Excellent! Thanks for laying out a great analysis and points worth
considering. It seems this will require extensive study and motivation,
and is definitely not as obvious and simple as this series, but I'll
surely look into it later on.

Raag
andriy.shevchenko@linux.intel.com Feb. 21, 2025, 4:12 p.m. UTC | #3
On Fri, Feb 21, 2025 at 10:38:02AM +0530, Raag Jadav wrote:
> In a wider effort to improve build speeds, we're attempting to split/cleanup
> core headers.
> 
> This series attempts to cleanup io.h with "include what you need" approach.
> 
> This depends on earlier modifications available in immutable tag[1]. Feel
> free to carry your subsystem patches with it, or let Andy know if you'd
> rather let him carry them.
> 
> [1] https://lore.kernel.org/r/Z7cqCaME4LxTTBn6@black.fi.intel.com/

Oh, you are fast! Please, read my comments in v1 as well an take them into
account.
andriy.shevchenko@linux.intel.com Feb. 21, 2025, 4:50 p.m. UTC | #4
On Fri, Feb 21, 2025 at 11:15:47AM +0100, Arnd Bergmann wrote:
> On Fri, Feb 21, 2025, at 06:08, Raag Jadav wrote:
> > In a wider effort to improve build speeds, we're attempting to split/cleanup
> > core headers.
> >
> > This series attempts to cleanup io.h with "include what you need" approach.
> >
> > This depends on earlier modifications available in immutable tag[1]. Feel
> > free to carry your subsystem patches with it, or let Andy know if you'd
> > rather let him carry them.
> >
> > [1] https://lore.kernel.org/r/Z7cqCaME4LxTTBn6@black.fi.intel.com/
> >
> > v2: Fix drm_draw.c build errors
> 
> Hi Raag,
> 
> I think your patch is to linux/io.h is correct and we should
> eventually apply it, but I think the header file cleanup needs
> to be done in a little more structured way or it ends up causing
> a lot of extra work for very little gain.
> 
> As you already found, removing an old indirect #include that is
> no longer needed usually leads to some files breaking. The more
> impactful your change is in terms of build speed, the more
> things break! I think in this case, removing linux/err.h and
> linux/bug.h made very little difference because they are very
> small files in terms of what else they include.

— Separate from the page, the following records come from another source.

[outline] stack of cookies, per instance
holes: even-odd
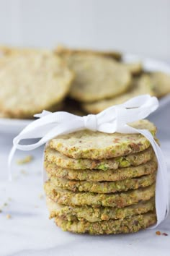
[[[156,128],[147,120],[130,124]],[[64,231],[136,232],[156,221],[157,161],[139,134],[82,130],[51,140],[45,153],[50,218]]]

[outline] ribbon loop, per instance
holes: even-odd
[[[156,97],[143,95],[135,97],[123,104],[111,106],[97,115],[78,116],[67,112],[51,113],[44,111],[35,115],[37,119],[25,127],[13,140],[13,148],[9,156],[9,176],[10,165],[17,149],[30,150],[46,143],[55,137],[84,129],[107,133],[140,133],[150,141],[158,160],[158,174],[156,186],[156,208],[158,225],[169,212],[167,169],[162,152],[152,135],[147,130],[131,127],[129,123],[143,119],[158,106]],[[23,139],[40,138],[34,144],[21,145]]]
[[[83,119],[85,128],[94,132],[97,130],[97,121],[95,115],[89,114],[83,116]]]

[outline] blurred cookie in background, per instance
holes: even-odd
[[[0,58],[1,115],[27,119],[43,109],[56,111],[73,79],[51,51],[9,48]]]

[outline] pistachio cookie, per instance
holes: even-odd
[[[154,224],[156,221],[156,216],[154,212],[130,216],[122,220],[109,220],[93,223],[78,220],[68,221],[59,217],[55,218],[57,226],[63,231],[98,235],[137,232]]]
[[[4,55],[0,58],[0,112],[30,118],[50,109],[66,96],[73,78],[63,60],[50,51]]]
[[[137,129],[147,129],[153,135],[156,127],[148,120],[130,124]],[[138,153],[150,146],[140,134],[104,133],[82,130],[61,135],[49,142],[50,147],[73,158],[103,159]]]

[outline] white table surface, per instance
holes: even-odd
[[[151,119],[157,124],[170,178],[170,103]],[[7,181],[7,158],[14,135],[0,134],[0,256],[166,256],[170,255],[170,216],[158,228],[138,234],[94,236],[62,231],[48,220],[41,174],[43,148],[17,151]],[[34,160],[19,166],[16,160],[32,155]],[[4,204],[7,205],[4,206]],[[8,219],[6,215],[12,218]],[[156,231],[169,236],[158,236]]]

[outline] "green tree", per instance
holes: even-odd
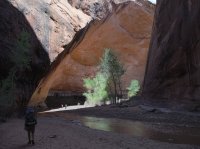
[[[113,103],[116,103],[118,90],[121,91],[121,76],[125,70],[119,62],[117,56],[111,49],[105,49],[100,60],[100,70],[94,78],[83,79],[84,87],[87,92],[87,101],[90,103],[99,103],[111,96]]]
[[[114,95],[113,103],[116,103],[118,91],[122,94],[121,77],[125,73],[125,69],[111,49],[105,49],[100,63],[100,71],[108,78],[109,94]],[[112,91],[113,89],[114,91]]]
[[[127,89],[128,89],[128,97],[129,98],[135,96],[140,90],[139,81],[132,80],[130,86],[127,87]]]
[[[108,97],[107,78],[102,73],[97,73],[94,78],[83,79],[84,87],[87,92],[83,95],[87,98],[89,104],[100,104]]]

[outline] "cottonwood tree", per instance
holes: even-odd
[[[125,73],[125,69],[117,55],[111,49],[105,49],[104,55],[101,58],[100,71],[108,79],[109,94],[115,104],[119,95],[118,91],[122,94],[121,77]]]
[[[105,49],[100,60],[99,72],[93,78],[83,79],[84,87],[87,89],[83,95],[92,104],[102,101],[105,103],[108,96],[111,97],[112,103],[116,103],[118,91],[122,94],[121,76],[124,72],[124,67],[117,56],[111,49]]]

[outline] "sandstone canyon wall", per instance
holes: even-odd
[[[112,48],[126,68],[125,89],[131,79],[142,82],[153,22],[154,6],[146,1],[114,5],[101,21],[79,31],[40,82],[30,104],[46,99],[49,90],[83,91],[82,78],[94,76],[104,48]]]
[[[143,96],[200,101],[200,1],[158,0]]]
[[[112,3],[127,0],[7,1],[24,14],[52,62],[77,31],[92,19],[104,18],[112,11]]]

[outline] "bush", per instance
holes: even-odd
[[[140,90],[140,84],[138,80],[132,80],[128,89],[128,97],[135,96]]]

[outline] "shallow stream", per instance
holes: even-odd
[[[173,126],[170,124],[150,124],[147,122],[78,116],[69,113],[51,113],[75,124],[91,129],[127,134],[161,142],[200,145],[200,127]]]

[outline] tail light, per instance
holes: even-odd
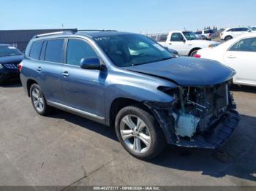
[[[195,54],[194,55],[195,58],[201,58],[201,55],[198,55],[198,54]]]
[[[21,71],[22,69],[22,63],[20,63],[18,66],[18,68],[19,69],[19,71]]]

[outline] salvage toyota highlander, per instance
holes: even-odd
[[[156,157],[166,144],[221,147],[239,121],[229,90],[233,69],[177,57],[139,34],[37,35],[20,70],[38,114],[56,107],[115,127],[124,149],[143,160]]]

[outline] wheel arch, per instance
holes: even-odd
[[[109,125],[110,127],[114,127],[116,117],[118,112],[126,106],[132,105],[138,106],[140,108],[142,108],[148,113],[151,114],[151,112],[148,109],[148,108],[141,101],[128,98],[117,98],[111,103],[109,109]]]
[[[34,79],[29,79],[26,82],[26,91],[29,97],[30,97],[30,87],[33,84],[38,85],[38,83]]]

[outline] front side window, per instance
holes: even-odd
[[[48,40],[45,61],[54,63],[63,63],[64,39]]]
[[[198,39],[197,37],[195,36],[195,33],[193,32],[189,32],[189,31],[185,31],[182,33],[186,39],[187,40],[196,40]]]
[[[0,57],[21,55],[21,52],[15,47],[2,46],[0,47]]]
[[[30,51],[29,57],[38,60],[40,56],[42,41],[34,42]]]
[[[173,33],[172,36],[170,37],[170,41],[173,42],[181,42],[184,41],[184,38],[182,34],[180,33]]]
[[[69,39],[67,47],[67,63],[80,66],[82,58],[97,58],[94,50],[86,42]]]
[[[170,59],[174,55],[160,44],[139,34],[117,34],[94,38],[113,63],[132,66]]]
[[[249,38],[236,43],[229,51],[256,52],[256,38]]]

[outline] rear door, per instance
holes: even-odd
[[[235,81],[256,85],[256,38],[246,38],[233,44],[224,61],[236,71]]]
[[[46,99],[61,103],[61,69],[64,61],[64,39],[53,39],[43,42],[37,70],[39,74],[41,88]]]
[[[90,44],[82,39],[68,39],[66,63],[61,83],[65,105],[105,117],[105,81],[106,71],[83,69],[82,58],[99,58]]]

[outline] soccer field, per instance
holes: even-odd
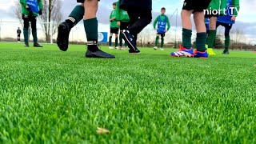
[[[0,43],[0,143],[256,143],[256,53],[43,46]]]

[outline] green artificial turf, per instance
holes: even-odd
[[[43,46],[0,43],[0,143],[256,143],[256,53]]]

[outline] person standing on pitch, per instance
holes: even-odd
[[[18,30],[17,30],[18,42],[21,42],[21,34],[22,34],[22,30],[19,29],[19,27],[18,27]]]
[[[219,14],[224,14],[223,10],[219,10],[226,8],[226,0],[212,0],[207,8],[207,10],[206,10],[205,18],[210,18],[210,30],[206,45],[207,52],[210,56],[216,55],[213,50],[216,38],[216,22]],[[220,11],[220,14],[218,14],[218,11]]]
[[[169,18],[165,15],[166,8],[162,7],[161,9],[161,15],[158,16],[154,22],[154,29],[157,30],[157,37],[155,38],[155,45],[154,49],[158,49],[159,37],[161,36],[161,50],[163,50],[163,44],[164,44],[164,37],[166,36],[166,33],[170,30],[170,20]],[[158,27],[156,28],[156,25],[158,23]],[[166,30],[167,25],[167,30]]]
[[[152,20],[152,0],[120,0],[119,8],[127,11],[130,26],[123,32],[129,53],[138,54],[137,36]]]
[[[170,54],[174,57],[208,58],[206,48],[206,28],[204,21],[203,10],[207,8],[211,0],[185,0],[182,10],[182,46],[179,51]],[[198,5],[200,3],[200,5]],[[194,51],[191,42],[192,22],[191,15],[194,14],[194,22],[197,30],[195,46]]]
[[[127,30],[130,18],[127,11],[119,9],[119,1],[117,2],[117,7],[115,9],[115,20],[118,22],[118,26],[120,26],[119,34],[119,49],[126,50],[127,42],[125,42],[125,47],[122,47],[123,32]]]
[[[115,35],[115,41],[114,41],[114,47],[116,49],[118,49],[118,33],[119,33],[119,26],[118,26],[118,22],[115,19],[116,16],[116,7],[117,7],[117,2],[113,3],[113,10],[111,11],[110,16],[110,35],[109,38],[109,48],[110,49],[114,49],[112,47],[112,37],[113,34]]]
[[[42,0],[28,1],[20,0],[22,5],[22,19],[24,22],[23,35],[25,41],[25,46],[29,47],[29,26],[31,22],[32,35],[34,41],[34,47],[42,47],[38,43],[37,34],[37,16],[42,14]]]
[[[230,6],[235,6],[234,10],[231,10],[230,8]],[[229,54],[229,47],[230,47],[230,32],[232,28],[232,26],[234,24],[236,17],[238,16],[238,12],[240,9],[240,2],[239,0],[227,0],[226,3],[226,9],[228,10],[228,13],[224,14],[223,16],[219,16],[217,18],[217,26],[216,29],[219,26],[222,26],[225,27],[225,50],[223,51],[223,54]],[[237,10],[238,11],[237,11]],[[232,11],[234,14],[231,14]]]
[[[99,0],[77,0],[82,5],[77,6],[65,22],[60,23],[58,27],[57,45],[62,51],[68,49],[69,34],[70,30],[82,18],[84,18],[84,28],[87,38],[86,58],[114,58],[112,54],[102,51],[98,47],[98,11]],[[83,15],[82,14],[84,10]]]

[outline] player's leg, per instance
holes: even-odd
[[[186,3],[186,5],[185,5]],[[190,16],[194,11],[191,2],[185,1],[183,10],[182,10],[182,46],[179,51],[170,54],[174,57],[193,57],[193,48],[191,42],[192,37],[192,22]]]
[[[37,18],[35,16],[29,16],[29,19],[31,22],[34,47],[42,47],[38,42]]]
[[[164,38],[165,36],[166,36],[165,34],[161,34],[161,48],[160,48],[161,50],[164,50],[163,45],[165,43],[165,38]]]
[[[197,29],[197,38],[195,47],[196,53],[194,55],[195,58],[208,58],[208,54],[206,48],[206,40],[207,37],[206,28],[204,23],[204,13],[194,12],[194,24]]]
[[[114,34],[115,39],[114,39],[114,47],[116,49],[118,49],[118,33],[119,33],[119,29],[116,30],[116,33]],[[120,48],[121,50],[121,48]]]
[[[69,46],[69,36],[71,29],[78,23],[85,13],[83,4],[76,6],[65,22],[58,27],[57,45],[61,50],[66,51]]]
[[[22,19],[23,19],[23,35],[24,35],[24,42],[25,46],[29,47],[29,26],[30,26],[30,21],[29,21],[29,16],[22,14]]]
[[[232,24],[225,24],[225,50],[223,51],[223,54],[229,54],[229,47],[230,42],[230,32],[232,28]]]
[[[158,33],[158,34],[157,34],[157,36],[155,37],[154,50],[158,50],[159,37],[160,37],[160,34]]]
[[[114,55],[105,53],[98,47],[98,20],[96,13],[98,7],[98,0],[85,0],[84,28],[87,38],[87,58],[114,58]]]
[[[216,54],[214,52],[213,47],[216,38],[216,22],[217,22],[217,15],[210,15],[210,30],[209,36],[207,38],[207,51],[209,55],[214,56]]]
[[[120,26],[120,34],[119,34],[119,46],[120,48],[122,47],[122,38],[123,38],[123,30],[125,30],[124,28],[124,22],[121,22],[121,26]]]
[[[112,37],[113,37],[113,31],[112,31],[112,29],[110,28],[110,34],[109,37],[109,48],[110,49],[114,49],[114,47],[112,47]]]

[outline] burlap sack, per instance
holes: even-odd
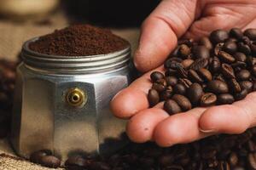
[[[67,26],[62,14],[55,14],[49,18],[50,25],[35,25],[34,21],[26,23],[0,20],[0,57],[15,60],[22,43],[34,37],[52,32],[55,29]],[[138,29],[113,29],[117,35],[127,39],[134,49],[137,46]],[[134,51],[134,50],[133,50]],[[17,157],[6,139],[0,139],[0,170],[43,170],[42,167]],[[61,169],[61,168],[60,168]]]

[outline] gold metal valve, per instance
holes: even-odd
[[[87,102],[87,94],[78,88],[70,88],[66,94],[66,101],[74,107],[82,106]]]

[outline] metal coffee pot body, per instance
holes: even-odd
[[[125,121],[111,99],[132,78],[130,47],[94,56],[52,56],[22,48],[17,68],[11,143],[21,156],[49,149],[66,159],[76,153],[108,155],[125,144]]]

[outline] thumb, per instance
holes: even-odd
[[[142,26],[134,64],[148,71],[160,65],[195,19],[196,0],[163,0]]]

While this is all true, removing unneeded inclusions rarely can lead to the
"extra work with a little gain". When there is a replacement to the low
level ones, it's also an improvement in my opinion and won't be harmful in
the future. But I agree, that the stuff is way too tangled already and requires
an enormous work to untangle it, even if doing it structurally.

...

Do you have your scripts for the showed statistics being published somewhere?
Arnd Bergmann Feb. 21, 2025, 5:15 p.m. UTC | #5
On Fri, Feb 21, 2025, at 17:50, Andy Shevchenko wrote:
> On Fri, Feb 21, 2025 at 11:15:47AM +0100, Arnd Bergmann wrote:
>> As you already found, removing an old indirect #include that is
>> no longer needed usually leads to some files breaking. The more
>> impactful your change is in terms of build speed, the more
>> things break! I think in this case, removing linux/err.h and
>> linux/bug.h made very little difference because they are very
>> small files in terms of what else they include.
>
> While this is all true, removing unneeded inclusions rarely can lead to the
> "extra work with a little gain". When there is a replacement to the low
> level ones, it's also an improvement in my opinion and won't be harmful in
> the future. But I agree, that the stuff is way too tangled already and requires
> an enormous work to untangle it, even if doing it structurally.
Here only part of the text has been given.